House majority leader says he will bring the measure to the floor for a vote soon.

In an unusual Friday afternoon move, the Senate unanimously passed two long-delayed, multi-billion dollar federal settlements, the Pigford II black-farmer discrimination case and the Cobell Native American case.

The $1.15 billion black farmers' settlement funds an agreement reached between the Agriculture Department and minority farmers in 1999. The Cobell settlement-reached in 1999 by the Justice Department-resolves a decades-old suit in which plaintiffs charged the Interior Department with mishandling of a trust fund managed for Native Americans totaling $3.4 billion.

In the House, Majority Leader Rep. Steny Hoyer , D-Md., said Friday that he will bring the measure to the House floor for a vote soon.

"I am pleased that the Senate passed legislation today that would provide funding for settlement of both the Pigford and Cobell class action lawsuits-an important step toward finally correcting these blights on our nation's history," he said.

Both settlements needed congressional approval of appropriations outside a Justice Department fund intended for large federal settlements. Republicans blocked repeated Democratic efforts to win Senate approval of the settlements this year through unanimous consent proposals and other means, such as attaching them to a supplemental war-funding bill from which the settlements and other domestic funds were eventually stripped.

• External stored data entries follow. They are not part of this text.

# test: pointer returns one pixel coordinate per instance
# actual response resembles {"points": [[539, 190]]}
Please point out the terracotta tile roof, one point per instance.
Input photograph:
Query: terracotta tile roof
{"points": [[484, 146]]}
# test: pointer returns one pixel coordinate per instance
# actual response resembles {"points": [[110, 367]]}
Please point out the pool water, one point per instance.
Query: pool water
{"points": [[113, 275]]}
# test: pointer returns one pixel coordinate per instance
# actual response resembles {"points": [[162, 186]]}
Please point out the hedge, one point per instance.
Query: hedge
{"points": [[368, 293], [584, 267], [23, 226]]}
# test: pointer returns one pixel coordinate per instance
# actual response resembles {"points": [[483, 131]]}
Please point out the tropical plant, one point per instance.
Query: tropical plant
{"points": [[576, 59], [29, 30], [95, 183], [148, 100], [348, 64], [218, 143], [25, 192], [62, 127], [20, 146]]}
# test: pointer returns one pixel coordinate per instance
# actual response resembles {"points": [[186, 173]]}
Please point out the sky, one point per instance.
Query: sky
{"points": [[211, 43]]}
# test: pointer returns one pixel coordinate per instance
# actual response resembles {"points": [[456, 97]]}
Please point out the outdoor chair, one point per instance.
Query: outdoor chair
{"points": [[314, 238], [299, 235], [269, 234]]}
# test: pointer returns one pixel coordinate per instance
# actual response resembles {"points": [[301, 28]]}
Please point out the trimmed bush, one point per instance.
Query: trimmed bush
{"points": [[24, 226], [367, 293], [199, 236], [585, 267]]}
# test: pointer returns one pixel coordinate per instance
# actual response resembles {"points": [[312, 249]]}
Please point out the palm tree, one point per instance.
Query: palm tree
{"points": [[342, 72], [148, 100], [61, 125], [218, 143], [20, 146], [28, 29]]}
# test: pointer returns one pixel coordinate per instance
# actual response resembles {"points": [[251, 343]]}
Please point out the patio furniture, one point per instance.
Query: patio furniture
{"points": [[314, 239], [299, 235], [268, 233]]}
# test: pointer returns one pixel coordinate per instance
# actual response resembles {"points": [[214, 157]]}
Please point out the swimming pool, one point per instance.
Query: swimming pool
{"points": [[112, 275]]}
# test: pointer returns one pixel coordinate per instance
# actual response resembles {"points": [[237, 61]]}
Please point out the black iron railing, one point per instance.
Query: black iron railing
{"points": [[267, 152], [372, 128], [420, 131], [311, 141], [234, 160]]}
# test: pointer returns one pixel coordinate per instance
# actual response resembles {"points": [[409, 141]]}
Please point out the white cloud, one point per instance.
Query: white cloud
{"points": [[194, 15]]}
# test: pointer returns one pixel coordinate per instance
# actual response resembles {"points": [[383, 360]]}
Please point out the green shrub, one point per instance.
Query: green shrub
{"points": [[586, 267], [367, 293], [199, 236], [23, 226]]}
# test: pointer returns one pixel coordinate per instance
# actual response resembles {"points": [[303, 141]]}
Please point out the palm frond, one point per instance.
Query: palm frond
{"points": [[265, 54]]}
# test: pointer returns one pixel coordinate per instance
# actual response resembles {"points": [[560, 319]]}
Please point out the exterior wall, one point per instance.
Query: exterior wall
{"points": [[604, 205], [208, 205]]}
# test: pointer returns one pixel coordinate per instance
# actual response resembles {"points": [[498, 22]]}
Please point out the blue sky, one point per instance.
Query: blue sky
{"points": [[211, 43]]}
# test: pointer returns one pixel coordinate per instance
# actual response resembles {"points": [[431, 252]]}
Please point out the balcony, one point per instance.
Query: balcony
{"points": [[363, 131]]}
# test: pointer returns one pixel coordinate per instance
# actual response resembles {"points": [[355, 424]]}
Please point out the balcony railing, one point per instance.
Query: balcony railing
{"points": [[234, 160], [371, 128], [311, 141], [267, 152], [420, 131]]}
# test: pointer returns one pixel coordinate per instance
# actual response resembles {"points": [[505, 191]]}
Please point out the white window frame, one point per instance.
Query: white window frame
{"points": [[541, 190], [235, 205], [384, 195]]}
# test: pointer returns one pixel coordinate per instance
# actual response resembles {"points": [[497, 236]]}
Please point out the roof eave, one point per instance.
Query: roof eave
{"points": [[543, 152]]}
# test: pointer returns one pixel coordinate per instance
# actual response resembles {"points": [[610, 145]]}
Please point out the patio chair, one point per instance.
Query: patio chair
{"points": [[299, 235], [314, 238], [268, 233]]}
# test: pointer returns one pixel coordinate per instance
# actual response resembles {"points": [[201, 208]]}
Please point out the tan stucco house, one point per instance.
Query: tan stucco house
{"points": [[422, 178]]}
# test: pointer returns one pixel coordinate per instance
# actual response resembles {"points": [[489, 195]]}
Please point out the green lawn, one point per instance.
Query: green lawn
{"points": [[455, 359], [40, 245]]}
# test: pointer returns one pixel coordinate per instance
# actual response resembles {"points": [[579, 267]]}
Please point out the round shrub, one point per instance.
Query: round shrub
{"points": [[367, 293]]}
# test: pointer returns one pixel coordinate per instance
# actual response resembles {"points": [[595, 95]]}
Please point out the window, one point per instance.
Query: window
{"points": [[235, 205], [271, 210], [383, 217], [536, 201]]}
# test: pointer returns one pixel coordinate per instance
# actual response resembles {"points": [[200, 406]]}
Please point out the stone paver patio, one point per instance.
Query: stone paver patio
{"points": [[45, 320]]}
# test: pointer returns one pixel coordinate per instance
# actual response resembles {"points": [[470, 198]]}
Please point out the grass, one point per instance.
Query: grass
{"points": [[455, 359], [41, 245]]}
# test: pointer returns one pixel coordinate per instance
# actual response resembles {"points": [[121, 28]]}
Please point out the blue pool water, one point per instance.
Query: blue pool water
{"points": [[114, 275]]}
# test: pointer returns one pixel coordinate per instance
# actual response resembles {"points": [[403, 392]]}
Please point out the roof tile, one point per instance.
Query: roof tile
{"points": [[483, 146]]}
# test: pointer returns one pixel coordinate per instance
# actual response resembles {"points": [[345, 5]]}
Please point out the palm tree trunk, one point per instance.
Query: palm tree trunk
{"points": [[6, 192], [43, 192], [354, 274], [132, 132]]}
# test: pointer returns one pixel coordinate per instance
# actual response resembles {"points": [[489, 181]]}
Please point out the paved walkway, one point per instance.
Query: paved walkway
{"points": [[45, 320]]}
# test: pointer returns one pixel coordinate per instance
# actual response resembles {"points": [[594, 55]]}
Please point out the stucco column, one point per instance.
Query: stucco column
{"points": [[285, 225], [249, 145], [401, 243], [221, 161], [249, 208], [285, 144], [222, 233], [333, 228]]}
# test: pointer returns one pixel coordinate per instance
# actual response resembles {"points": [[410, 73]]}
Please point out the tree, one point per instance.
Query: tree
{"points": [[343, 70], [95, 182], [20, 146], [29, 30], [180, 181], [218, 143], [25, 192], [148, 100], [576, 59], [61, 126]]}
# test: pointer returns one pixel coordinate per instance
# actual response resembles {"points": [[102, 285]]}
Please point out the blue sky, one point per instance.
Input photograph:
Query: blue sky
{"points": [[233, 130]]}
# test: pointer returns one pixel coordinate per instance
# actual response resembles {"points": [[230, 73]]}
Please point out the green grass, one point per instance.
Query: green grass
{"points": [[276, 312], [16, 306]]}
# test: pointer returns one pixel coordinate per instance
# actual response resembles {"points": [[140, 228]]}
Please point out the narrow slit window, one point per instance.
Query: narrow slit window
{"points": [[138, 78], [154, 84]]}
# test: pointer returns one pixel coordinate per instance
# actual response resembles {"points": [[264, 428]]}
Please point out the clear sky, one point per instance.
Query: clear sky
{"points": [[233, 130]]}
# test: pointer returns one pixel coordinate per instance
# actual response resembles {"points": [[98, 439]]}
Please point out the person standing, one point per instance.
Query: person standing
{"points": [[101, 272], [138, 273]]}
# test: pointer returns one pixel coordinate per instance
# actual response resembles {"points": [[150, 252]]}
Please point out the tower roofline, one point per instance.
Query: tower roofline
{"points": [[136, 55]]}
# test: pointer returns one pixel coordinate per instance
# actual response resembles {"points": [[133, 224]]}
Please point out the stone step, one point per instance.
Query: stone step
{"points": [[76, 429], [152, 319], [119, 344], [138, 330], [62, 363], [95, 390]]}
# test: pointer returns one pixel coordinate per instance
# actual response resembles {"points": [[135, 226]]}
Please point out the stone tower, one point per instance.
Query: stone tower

Sen. John Barrasso, R-Wyo., dropped his objection to the Cobell settlement earlier this fall. Sen. Tom Coburn , R-Okla., agreed to the combined settlement package this week, after Senate leaders agreed to offset the spending.

The offsets, however, could prove controversial with poverty advocates. One offset uses surplus money from a nutrition program for women, infants, and children. That pay/for is similar to one this summer that used food-stamp funds to offset a bill providing emergency aide to avoid teacher layoffs, which angered program backers.

The settlement bill also balances costs with a provision to cut overpayments of federal unemployment insurance benefits by allowing the Treasury Department to offset tax refunds by the amount of overpaid benefits, cutting spending by $2.7 billion. The bill also extends customs user fees, offsetting another $2.1 billion of the bill's cost.

Senate aides said approval of the unanimous consent agreement to pass the bill, which was initially expected Friday morning, was delayed because senators had to wait for a plane carrying Senate Minority Whip Jon Kyl, R-Ariz., to land in his home state of Arizona, so they could make sure he did not object.